Are we willing to let these cheap, cowardly hoodlums redefine our nation for all perpetuity? Are we willing to allow the idea that “anything goes so long as you get back to Texas before the blood starts running” become, somehow, acceptable? Will something like this ever be an honorable legacy to leave in place as a possible ambitious temptation for some future American government?

“We can win the election, then loot the treasury just like George W. Bush did in the old days. Only, this time we can do it right. We’ll be rich!”

We don’t put up with car thieves, bank robbers or child abusers running loose in our midst. If we did, we would have to be someone else than who we are if we wanted to make sense out of such a changed cultural philosophy. Simply forgiving criminals such as these and going forward is not consistent with the system we have selected for our society.

Honest, impartial, judicious, judicial, Constitutional American justice has always been the philosophical foundation of our culture. That’s what “The Rule of Law” means. President Obama, among many other things, will reinstate the Justice Department. In January, someone will become the Attorney General, take the oath. Should that person’s first order of business be to “forgive and forget?”

Finally, there is vengeance. Even if neo-con criminals don’t find themselves running cold in the dawn, trying to escape mobs of hungry, bankrupt citizens, this vengeance idea can still find its way into the legislature, military procurement contracts, base closures, new schools and the like.

Believe me, there are liberal equivalents to the outrages of Republican hubris entirely ready to exact every form of “get even” on those swayed to crime by the excesses of the past. Retribution can hardly be considered the herald of the coming good. Our work as good citizens will, indeed include suffering through the reconstruction of what’s left. After all, we will have to pay for all the rebuilding after the looting.

However, Barrack Obama has asked us to give more than money to this repair program.
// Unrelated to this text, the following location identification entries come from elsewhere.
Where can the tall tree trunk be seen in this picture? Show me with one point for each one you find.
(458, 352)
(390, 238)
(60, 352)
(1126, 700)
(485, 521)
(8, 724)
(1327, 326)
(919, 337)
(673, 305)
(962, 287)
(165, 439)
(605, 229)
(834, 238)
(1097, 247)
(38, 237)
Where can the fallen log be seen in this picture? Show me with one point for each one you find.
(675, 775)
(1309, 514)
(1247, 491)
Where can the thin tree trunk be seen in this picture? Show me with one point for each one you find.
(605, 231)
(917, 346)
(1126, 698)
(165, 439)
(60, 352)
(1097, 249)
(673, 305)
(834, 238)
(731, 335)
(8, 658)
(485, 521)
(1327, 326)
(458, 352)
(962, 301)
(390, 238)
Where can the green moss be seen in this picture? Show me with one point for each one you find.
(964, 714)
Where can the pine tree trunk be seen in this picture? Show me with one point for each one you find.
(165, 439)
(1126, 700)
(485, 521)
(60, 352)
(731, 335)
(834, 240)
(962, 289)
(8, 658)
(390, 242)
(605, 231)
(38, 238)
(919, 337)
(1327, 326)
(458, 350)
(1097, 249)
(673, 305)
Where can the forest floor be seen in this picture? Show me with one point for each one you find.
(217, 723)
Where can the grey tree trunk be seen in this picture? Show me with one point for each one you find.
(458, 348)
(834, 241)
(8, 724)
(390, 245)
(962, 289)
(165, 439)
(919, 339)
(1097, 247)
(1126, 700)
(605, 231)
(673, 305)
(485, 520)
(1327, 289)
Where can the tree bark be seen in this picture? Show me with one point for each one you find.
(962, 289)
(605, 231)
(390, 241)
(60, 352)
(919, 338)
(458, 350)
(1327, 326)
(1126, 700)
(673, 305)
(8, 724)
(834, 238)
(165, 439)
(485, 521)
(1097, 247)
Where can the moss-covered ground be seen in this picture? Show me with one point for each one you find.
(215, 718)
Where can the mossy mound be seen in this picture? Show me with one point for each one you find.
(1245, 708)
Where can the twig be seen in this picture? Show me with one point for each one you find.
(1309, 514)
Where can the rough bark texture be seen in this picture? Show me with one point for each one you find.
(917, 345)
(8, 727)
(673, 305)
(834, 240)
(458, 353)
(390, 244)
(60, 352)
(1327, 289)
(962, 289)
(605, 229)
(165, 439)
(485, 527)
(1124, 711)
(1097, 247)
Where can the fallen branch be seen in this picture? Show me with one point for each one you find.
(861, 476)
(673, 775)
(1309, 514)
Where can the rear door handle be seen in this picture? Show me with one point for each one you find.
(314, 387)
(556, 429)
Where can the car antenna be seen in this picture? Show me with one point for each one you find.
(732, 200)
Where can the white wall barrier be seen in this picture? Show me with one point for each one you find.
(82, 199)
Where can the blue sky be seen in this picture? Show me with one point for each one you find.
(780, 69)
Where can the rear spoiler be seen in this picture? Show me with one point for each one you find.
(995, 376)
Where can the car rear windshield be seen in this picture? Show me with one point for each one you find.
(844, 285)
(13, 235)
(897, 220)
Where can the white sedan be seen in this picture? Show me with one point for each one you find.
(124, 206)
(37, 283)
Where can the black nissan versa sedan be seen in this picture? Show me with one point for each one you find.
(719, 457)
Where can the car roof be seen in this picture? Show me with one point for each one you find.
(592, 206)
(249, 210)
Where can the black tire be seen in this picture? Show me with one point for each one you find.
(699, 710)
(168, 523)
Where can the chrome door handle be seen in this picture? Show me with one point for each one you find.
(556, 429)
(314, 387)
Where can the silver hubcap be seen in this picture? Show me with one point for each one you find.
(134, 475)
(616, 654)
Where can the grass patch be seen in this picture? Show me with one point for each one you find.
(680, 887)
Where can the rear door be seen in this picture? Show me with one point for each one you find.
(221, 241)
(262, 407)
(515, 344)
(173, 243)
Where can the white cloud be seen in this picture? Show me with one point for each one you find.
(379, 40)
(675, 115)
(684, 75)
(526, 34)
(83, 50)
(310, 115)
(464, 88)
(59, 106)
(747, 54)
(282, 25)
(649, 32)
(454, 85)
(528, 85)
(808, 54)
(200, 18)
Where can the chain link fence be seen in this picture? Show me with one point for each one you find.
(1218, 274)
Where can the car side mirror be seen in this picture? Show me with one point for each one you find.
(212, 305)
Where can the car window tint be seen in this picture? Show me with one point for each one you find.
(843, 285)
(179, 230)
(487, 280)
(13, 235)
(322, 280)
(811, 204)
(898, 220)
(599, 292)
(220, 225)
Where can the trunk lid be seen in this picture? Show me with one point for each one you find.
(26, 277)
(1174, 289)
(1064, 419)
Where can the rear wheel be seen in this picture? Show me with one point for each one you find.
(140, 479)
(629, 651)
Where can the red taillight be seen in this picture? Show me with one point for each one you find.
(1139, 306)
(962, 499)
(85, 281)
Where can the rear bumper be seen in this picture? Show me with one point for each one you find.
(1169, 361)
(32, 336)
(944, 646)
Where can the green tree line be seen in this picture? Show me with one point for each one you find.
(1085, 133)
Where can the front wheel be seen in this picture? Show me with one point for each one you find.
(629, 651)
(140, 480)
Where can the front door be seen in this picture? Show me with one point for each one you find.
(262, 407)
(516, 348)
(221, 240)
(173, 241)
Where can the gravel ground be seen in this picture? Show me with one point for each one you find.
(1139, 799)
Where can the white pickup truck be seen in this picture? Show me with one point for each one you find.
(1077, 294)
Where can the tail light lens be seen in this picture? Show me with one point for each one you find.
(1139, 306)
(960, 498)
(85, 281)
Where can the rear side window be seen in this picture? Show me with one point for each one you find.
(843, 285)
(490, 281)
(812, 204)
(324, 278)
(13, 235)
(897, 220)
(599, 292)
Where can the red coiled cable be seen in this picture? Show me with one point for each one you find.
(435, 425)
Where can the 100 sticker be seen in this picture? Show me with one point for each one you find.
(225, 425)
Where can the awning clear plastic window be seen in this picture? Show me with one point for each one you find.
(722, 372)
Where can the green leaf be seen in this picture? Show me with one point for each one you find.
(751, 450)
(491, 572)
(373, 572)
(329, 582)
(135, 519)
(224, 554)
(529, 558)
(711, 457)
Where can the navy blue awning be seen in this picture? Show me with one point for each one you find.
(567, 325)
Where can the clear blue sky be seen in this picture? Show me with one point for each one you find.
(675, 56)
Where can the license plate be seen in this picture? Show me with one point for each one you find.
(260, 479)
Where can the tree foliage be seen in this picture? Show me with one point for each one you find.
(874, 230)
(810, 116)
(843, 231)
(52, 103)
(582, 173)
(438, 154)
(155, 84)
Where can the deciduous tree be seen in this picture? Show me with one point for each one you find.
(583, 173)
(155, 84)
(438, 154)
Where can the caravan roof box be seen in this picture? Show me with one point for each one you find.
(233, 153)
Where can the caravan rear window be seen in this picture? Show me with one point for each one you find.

Our patriotism will demand more than placid coexistence with our previous tormentors. They have demonstrated little interest in reconciliation with all their childish tantrums designed to sabotage the new government, but that fact only means that we on the winning side will have to be even more determined to embrace and comfort these now forlorn, defeated fellow citizens.

This means that we will need to find the essential Americanism in ourselves rather than demanding that they find it in themselves. We will need to feed them, comfort their false, hysterical fears and slowly reassure them that we are committed to healing the wounds.

Then, we have to go to work healing them.